The professional e-sport industry is rapidly expanding, with signs showing that higher ed is buying in.
While e-sport culture has existed for many years in clubs and extracurricular activities on campus, now administrators are seeing opportunities to use the trend for boosting outreach and enrollment, according to Glenn Platt, Ph.D., a professor of marketing and interactive media at Miami University in Ohio. Platt is also the director of the school’s Armstrong Institute for Interactive Media Studies.
“We’re seeing a lot of legitimization of it as a sport, and investors are following behind it. You have major sports teams investing in e-sports teams,” he said. “It’s not surprising, as the professional world around it has evolved, the collegiate world would follow behind.”
Institutions already buying into e-sports, despite uncertainty
E-sports are professional video game tournaments, often involving multiple players, and the audience is committed and growing, according to Platt. He notes that more people watched the e-sports finals than any other sporting event, besides the Super Bowl. In fact, the E-sports finals at Madison Square Garden in New York and Staples Center in Los Angeles both sold out within an hour.
This past fall, Miami University became the first Division 1 school to have a varsity e-sports team, and Platt said a game last semester had more streaming viewers the school’s football, basketball and hockey matches throughout the entire year. The Guardian even reports the possibility that e-sports will be included in the 2024 Paris Olympics.
Still, Platt said there is administrators throughout the industry are unsure how to support e-sports initiatives on campus, and he likens the current collegiate e-sports environment to the “wild west.” The simple reason why is that many administrators feel that e-sports are not sports.
The games played by students are intellectual property owned by a private company, which can make it difficult for a governing body like the NCAA to manage a nationwide competitive effort. Institutions are therefore hesitant to classify it as a sport because the demographics of gamers skew exceedingly male, and schools would have difficulty adhering to Title IX regulations.
“There is a lot of reticence and not knowing what to do with it, or where it goes. Where do you put it administratively?” Platt said, noting that at Miami it was housed in an academic department; Platt led the team, but he is not a coach. He said the more common administrative process was to run an esports team out of student affairs, as they often develop out of club teams.
However, despite administrative hurdles, e-sports teams and labs are reaching new college campuses. Last April, the University of Nevada Las Vegas announced the creation of a new E-sports Lab, and UC Irvine created a new ‘arena’ for competition and a live webcasting studio to match its new team. There are about 40 schools with varsity teams throughout the country, according to Platt, and many are offering scholarships. While some are thousands of dollars — others, like the University of Utah, are offering full ride scholarships to talented gamers.
Revenue streams from e-sports not clear cut, but opportunities are definitely present
Platt acknowledged e-sports do not offer a straightforward revenue stream in the way ticket sales for a football game could for a school, but investing in an e-sports team could produce opportunities institutions. The popularity of the pastime in many other countries surpasses its popularity in the United States, and a strong school team or e-sports culture could help to attract international students — a tactic schools are already turning to when faced with declining enrollment.

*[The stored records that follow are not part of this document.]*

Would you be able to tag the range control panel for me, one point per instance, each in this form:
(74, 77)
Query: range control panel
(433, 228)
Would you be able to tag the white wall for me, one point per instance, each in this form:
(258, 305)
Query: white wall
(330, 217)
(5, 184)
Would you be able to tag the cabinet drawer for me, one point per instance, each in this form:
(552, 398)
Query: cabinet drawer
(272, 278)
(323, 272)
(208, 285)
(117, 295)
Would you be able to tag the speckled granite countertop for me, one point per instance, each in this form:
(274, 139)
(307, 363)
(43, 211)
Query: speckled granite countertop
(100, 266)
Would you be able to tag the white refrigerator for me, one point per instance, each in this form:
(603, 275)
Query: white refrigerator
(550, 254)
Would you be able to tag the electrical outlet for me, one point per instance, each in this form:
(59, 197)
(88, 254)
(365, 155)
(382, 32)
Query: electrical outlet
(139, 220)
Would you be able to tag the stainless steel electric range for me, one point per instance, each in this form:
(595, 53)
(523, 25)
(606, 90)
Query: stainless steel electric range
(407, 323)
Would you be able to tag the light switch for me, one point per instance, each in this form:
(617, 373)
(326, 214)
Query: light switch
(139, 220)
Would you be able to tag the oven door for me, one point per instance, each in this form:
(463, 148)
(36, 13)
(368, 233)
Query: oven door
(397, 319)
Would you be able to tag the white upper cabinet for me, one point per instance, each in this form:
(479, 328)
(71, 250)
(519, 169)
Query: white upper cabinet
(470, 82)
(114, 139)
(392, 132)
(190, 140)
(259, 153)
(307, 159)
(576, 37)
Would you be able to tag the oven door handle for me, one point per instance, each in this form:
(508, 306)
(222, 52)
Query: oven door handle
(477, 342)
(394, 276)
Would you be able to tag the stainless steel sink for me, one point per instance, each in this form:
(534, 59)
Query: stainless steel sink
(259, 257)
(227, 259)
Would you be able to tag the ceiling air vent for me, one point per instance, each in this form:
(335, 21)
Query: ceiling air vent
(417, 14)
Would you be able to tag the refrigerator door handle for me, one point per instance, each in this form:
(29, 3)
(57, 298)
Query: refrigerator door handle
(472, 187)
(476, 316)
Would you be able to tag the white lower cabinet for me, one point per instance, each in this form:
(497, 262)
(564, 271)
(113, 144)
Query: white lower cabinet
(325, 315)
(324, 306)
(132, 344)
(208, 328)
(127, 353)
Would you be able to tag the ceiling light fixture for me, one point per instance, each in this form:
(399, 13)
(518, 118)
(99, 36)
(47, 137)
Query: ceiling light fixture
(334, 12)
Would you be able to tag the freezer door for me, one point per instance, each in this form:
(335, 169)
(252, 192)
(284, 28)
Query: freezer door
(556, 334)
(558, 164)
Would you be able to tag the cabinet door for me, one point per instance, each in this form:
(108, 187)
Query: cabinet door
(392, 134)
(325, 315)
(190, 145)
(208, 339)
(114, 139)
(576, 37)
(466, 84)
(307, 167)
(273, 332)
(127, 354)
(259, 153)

Esport tournaments and events also offer an opportunity to build a school’s brand, as well as new outreach platform as Generation Z embarks on its’ college search. Those students may not respond to print or e-mail outreach, but advertising during e-sport tournaments and events could potentially help a school reach millions.
Additionally, there are financial opportunities for industry partnerships, including the sponsoring of arenas and school tournaments which could increase revenue. Platt said schools could broker deals with companies to sponsor e-sport "arenas," which are often massive banks of computers built for multiplayer gaming. UC Irvine’s arena was sponsored by IBuyPower, a custom gaming company.
“For them, this is a total win, because it’s IBuyPower Arena,” Platt said. “And every time that team is competing, and every time they’re streaming to thousands of people, that brand is right there for people to see.”
E-sport teams could also help attract potential STEM student applicants, as Platt noted a high correlation between gaming skills and strong STEM proficiency. And, e-sports also offers an opportunity for a different kind of long-term fundraising from tech entrepreneurs who made it big; Platt speculated these alumni may not be interested in funding a school’s next football stadium — they may be more attracted to the next e-sport arena.